Radni proszą prezydenta o zwrot 800 tys. zł

Prawie 800 tysięcy złotych - tyle wyliczyli radni PiS - powinien zwrócić do kasy miasta Prezydent Białegostoku. Zdaniem radnych na taką kwotę "bez podstawy prawnej" prezydent przyznał dodatki specjalne swoim urzędnikom. To sprawa polityczna, a prezydent nie znajduje podstaw, by pieniądze zwracać - odpowiada jego rzecznik.

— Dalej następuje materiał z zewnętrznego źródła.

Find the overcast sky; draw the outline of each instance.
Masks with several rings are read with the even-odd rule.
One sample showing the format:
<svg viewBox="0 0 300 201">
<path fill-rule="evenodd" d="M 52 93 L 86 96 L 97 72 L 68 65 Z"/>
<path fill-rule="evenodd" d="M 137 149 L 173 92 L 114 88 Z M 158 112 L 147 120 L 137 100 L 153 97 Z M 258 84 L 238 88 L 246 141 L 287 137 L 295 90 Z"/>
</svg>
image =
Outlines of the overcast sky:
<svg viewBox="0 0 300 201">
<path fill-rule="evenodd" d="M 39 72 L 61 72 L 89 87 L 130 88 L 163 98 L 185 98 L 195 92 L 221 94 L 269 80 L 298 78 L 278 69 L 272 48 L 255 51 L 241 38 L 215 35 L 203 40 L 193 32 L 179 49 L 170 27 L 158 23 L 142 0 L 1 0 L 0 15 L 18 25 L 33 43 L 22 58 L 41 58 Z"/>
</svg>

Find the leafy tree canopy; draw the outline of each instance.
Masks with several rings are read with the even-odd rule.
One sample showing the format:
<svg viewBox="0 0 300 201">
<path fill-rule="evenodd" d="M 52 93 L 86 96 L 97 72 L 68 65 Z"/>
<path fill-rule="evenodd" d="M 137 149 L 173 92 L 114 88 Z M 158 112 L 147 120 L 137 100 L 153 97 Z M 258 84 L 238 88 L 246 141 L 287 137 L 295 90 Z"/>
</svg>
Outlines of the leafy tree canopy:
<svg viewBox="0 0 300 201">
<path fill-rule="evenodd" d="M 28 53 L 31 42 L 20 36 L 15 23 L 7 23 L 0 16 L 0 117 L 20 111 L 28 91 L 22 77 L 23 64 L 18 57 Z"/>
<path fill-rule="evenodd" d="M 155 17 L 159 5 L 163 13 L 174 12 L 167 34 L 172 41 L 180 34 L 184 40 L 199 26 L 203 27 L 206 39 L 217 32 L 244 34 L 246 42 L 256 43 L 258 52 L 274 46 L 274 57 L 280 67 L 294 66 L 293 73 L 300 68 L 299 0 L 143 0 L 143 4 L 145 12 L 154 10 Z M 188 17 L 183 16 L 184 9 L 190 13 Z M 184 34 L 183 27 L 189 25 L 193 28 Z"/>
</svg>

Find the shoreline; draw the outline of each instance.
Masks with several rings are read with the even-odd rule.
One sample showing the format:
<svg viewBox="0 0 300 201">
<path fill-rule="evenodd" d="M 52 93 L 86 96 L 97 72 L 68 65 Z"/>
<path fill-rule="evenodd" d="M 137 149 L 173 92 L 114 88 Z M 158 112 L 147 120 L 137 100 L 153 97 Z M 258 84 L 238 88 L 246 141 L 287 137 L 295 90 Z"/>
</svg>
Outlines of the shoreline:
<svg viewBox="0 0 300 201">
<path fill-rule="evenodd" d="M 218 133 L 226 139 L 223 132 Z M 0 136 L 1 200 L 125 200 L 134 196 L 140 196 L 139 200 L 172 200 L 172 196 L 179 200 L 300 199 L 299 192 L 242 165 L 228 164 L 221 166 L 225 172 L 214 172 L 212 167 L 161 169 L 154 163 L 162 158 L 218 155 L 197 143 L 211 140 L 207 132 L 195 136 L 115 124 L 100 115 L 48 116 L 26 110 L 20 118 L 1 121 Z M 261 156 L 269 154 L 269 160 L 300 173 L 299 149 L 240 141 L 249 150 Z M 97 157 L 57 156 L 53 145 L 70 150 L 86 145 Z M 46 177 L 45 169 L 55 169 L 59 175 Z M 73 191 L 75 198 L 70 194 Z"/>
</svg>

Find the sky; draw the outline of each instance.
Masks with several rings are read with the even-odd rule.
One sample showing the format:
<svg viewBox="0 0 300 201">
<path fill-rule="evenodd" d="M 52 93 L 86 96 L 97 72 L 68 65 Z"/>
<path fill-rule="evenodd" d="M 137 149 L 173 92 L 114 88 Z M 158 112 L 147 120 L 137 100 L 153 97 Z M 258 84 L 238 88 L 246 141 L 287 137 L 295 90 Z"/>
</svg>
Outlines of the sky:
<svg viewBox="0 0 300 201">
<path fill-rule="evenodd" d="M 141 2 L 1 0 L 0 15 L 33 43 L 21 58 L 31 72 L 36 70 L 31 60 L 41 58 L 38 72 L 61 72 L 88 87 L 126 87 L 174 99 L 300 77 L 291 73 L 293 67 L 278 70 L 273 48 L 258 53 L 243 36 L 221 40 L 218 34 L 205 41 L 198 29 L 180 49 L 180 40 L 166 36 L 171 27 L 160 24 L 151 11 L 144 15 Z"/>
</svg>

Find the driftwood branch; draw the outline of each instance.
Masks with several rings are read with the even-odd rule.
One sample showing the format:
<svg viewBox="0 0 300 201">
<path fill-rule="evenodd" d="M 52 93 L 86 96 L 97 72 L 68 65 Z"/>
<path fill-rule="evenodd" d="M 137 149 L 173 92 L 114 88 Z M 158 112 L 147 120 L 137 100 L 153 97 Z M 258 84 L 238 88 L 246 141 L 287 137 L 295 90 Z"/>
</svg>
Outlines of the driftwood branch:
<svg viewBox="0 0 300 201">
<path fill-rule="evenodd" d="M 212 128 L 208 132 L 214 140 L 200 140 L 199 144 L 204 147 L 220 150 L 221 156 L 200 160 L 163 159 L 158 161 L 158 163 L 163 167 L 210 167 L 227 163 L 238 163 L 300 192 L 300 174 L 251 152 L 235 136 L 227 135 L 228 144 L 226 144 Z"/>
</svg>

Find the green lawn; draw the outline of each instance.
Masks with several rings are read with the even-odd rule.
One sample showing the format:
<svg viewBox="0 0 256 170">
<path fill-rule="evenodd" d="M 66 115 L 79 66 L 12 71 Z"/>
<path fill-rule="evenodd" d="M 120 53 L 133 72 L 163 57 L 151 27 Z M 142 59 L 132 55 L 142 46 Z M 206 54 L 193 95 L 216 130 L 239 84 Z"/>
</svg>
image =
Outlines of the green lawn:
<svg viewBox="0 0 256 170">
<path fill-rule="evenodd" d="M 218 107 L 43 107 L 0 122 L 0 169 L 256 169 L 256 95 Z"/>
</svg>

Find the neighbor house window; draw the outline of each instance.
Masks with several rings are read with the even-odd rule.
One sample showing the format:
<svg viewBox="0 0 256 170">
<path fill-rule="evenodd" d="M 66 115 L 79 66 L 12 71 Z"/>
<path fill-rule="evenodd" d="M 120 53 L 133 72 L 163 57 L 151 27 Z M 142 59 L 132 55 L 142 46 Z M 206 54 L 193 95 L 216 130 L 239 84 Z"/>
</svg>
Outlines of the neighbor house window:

Konferencja prasowa radnych PiS /fot. H. Korzenny/

Konferencja prasowa radnych PiS /fot. H. Korzenny/

W poniedziałek 27 marca będzie sesja rady miasta. Radni Prawa i Sprawiedliwości do tego dnia wyznaczyli prezydentowi termin podjęcia działań w kierunku zwrotu pieniędzy. Są więc tylko trzy dni (a właściwie jeden dzień roboczy) na odpowiedź; co wskazuje, że radnym zależy raczej na przypomnieniu o sprawie niż na rzeczowej odpowiedzi prezydenta. 

Podczas konferencji prasowej pięcioro radnych PiS przedstawiło skierowane do prezydenta "wezwanie" do "podjęcia stosownych działań celem zwrotu nienależnie pobranych dodatków specjalnych" przez podległych prezydentowi urzędników. Chodzi o głośną w ostatnich tygodniach sprawę zaleceń pokontrolnych Regionalnej Izby Obrachunkowej. Izba wskazała, że w regulaminie przyznawania dodatków specjalnych znajdują się zapisy niezgodne z obowiązującym prawem, w szczególności dopuszczające przyznanie zasiłku "na czas nieokreślony". Od 1 kwietnia 2009 zgodnie z rozporządzeniem Rady Ministrów nie można przyznawać takich dodatków bez wskazania terminu, na jaki się je przyznaje. Poza tym radni wskazują, że dodatki specjalne przyznaje się z powodu konieczności wykonywania działań nie należących do codziennych obowiązków urzędników. Regionalna Izba Obrachunkowa w swoich zaleceniach po kontroli nakazała usunięcie tych formalnych "uchybień". 

- Kontrola RIO wskazała rażące naruszenie prawa przez prezydenta Tadeusza Truskolaskiego - mówił podczas konferencji prasowej radny PiS Henryk Dębowski. - dlatego prosimy prezydenta o polubowne załatwienie sprawy, czyli zwrot nienależnie pobranych kwot. Ale jeśli prezydent nie będzie chciał załatwić sprawy polubownie, rozważymy podjęcie kroków prawnych w celu odzyskania tych nienależnie pobranych kwot. 

O "polubownym" załatwieniu sprawy raczej mowy być nie może. - Politycy PiS powinni raczej przyjrzeć się, jakie dodatki pobierają członkowie ich partii, tacy jak Bartłomiej Misiewicz. "Rzeczpospolita" podała właśnie, że Misiewicz pobiera co miesiąc cztery tysiące złotych dodatku - odpowiada na "wezwanie" radnych rzecznik prezydenta Urszula Mirończuk. - Regionalna Izba Obrachunkowa wskazała uchybienia formalne i te uchybienia, zgodnie z zaleceniami izby, już zostały usunięte - dodaje Urszula Mirończuk. Jak mówi, RIO w swoich zaleceniach pokontrolnych nie nakazała zwrotu pieniędzy, lecz wprowadzenie poprawek w dokumentach i regulaminach, na podstawie których prezydent przyznał dodatki specjalne swoim urzędnikom. 

Chodzi o dodatki w wysokości około trzech tysięcy złotych miesięcznie przyznane skarbnikowi miasta, sekretarzowi miasta oraz trzem zastępcom prezydenta a także o dodatki od 300 do 1200 złotych miesięcznie przyznane innym czterem urzędnikom na stanowiskach dyrektorów bądź kierowników. 

- Oczekujemy prostego gestu przyzwoitości i uczciwości wobec mieszkańców Białegostoku i zwrotu nienależnie pobranych dodatków specjalnych - apelował do Tadeusza Truskolaskiego radny Henryk Dębowski. Jak zapowiedział Dębowski, podczas poniedziałkowej sesji radni będą chcieli usłyszeć odpowiedź prezydenta na przedstawione w "wezwaniu" żądania.